Die Räumlichkeiten diesseits der Fenster, in denen seit Mittwoch die Entwürfe für den Neubau der Zentralen Landesbibliothek (ZLB) präsentieren werden, haben dagegen den Charme eines Stadtarchivs: Die Pläne werden dicht an dicht auf Stellwänden aus braunem Pappkarton präsentiert, die dazugehörigen Modelle sind auf Kniehöhe platziert, und die Erläuterungen der Architekturbüros sind im Din-A-4-Format an die Wand geheftet. Eine Übersichtstafel zur Orientierung in der umfangreichen Ausstellung sucht man vergebens. Immerhin werden alle 40 Entwürfe gezeigt. Zu jedem gehören Ansichten, Grundrisse, Auskünfte über „Tragwerk“ und Energiebedarf.
Lieber verspielt statt harter Beton
Doris Schwenke, Rentnerin aus Wilmersdorf, fühlt sich nach ihrem Rundgang dann auch „ganz erschlagen“, wie sie sagt. Sie vertritt wie andere Besucher die Meinung, dass die Ausstellung für Laien „grenzwertig“ ist.
Aber die ausgestellten Entwürfe können manche Besucher dennoch begeistern. Jutta Bartl, Psychotherapeutin aus Tiergarten Süd, und ihr fünfzehnjähriger Sohn Maximilian sind gekommen, weil hier an der ZLB endlich einmal innovativ gebaut werde. „Ansonsten schöpft Berlin ja in der Regel lieber aus seiner Geschichte, so zum Beispiel am Schloss“, meint Jutta Bartl.
Die Siegerentwürfe des vorangegangenen Wettbewerbes, angefertigt von den Büros Miebach-Oberholzer aus Zürich und Kohlmayer-Oberst aus Stuttgart (oberes Bild), sind aber nicht unbedingt die Favoriten der Besucher. Rolf Sanden, Pensionär aus Charlottenburg, meint: „Den Entwurf von Miebach-Oberholzer finde ich langweilig, der wirkt wie eine Sparkasse auf mich.“ Auch mit dem Modell des Büros Kohlmayer-Oberst kann er sich nicht so recht anfreunden: „Die Wirkung des Betons ist mir zu hart.“ Insgesamt favorisieren die meisten Besucher eher verspieltere und grazilere Entwürfe. So steht zum Beispiel das Modell des dänischen Büros 3XN, der Jutta Bartl und ihren Sohn an einen verdrehten Zauberwürfel erinnert, hoch im Kurs.

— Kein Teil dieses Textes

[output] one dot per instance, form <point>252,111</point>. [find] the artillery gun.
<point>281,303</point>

Braucht Berlin überhaupt eine neue ZLB?
Alle Besucher eint das Interesse an der städtebaulichen Zukunft Berlins. Die Frage, ob Berlin einen 51.000 Quadratmeter großen Neubau für die ZLB brauche, stößt dagegen auch bei den Besuchern der Ausstellung auf ein geteiltes Echo. Ingrid und Peter Huth, Rentner aus Rudow, meinen, dass es bereits genug Bibliotheken in Berlin gebe. Andere finden, dass Berlin lieber den jetzigen Standort der Zentralen Landesbibliothek am Kreuzberger Blücherplatz ausbauen sollte. Bis zum Baubeginn ist nun allerdings noch der Ausgang des Volksentscheids abzuwarten.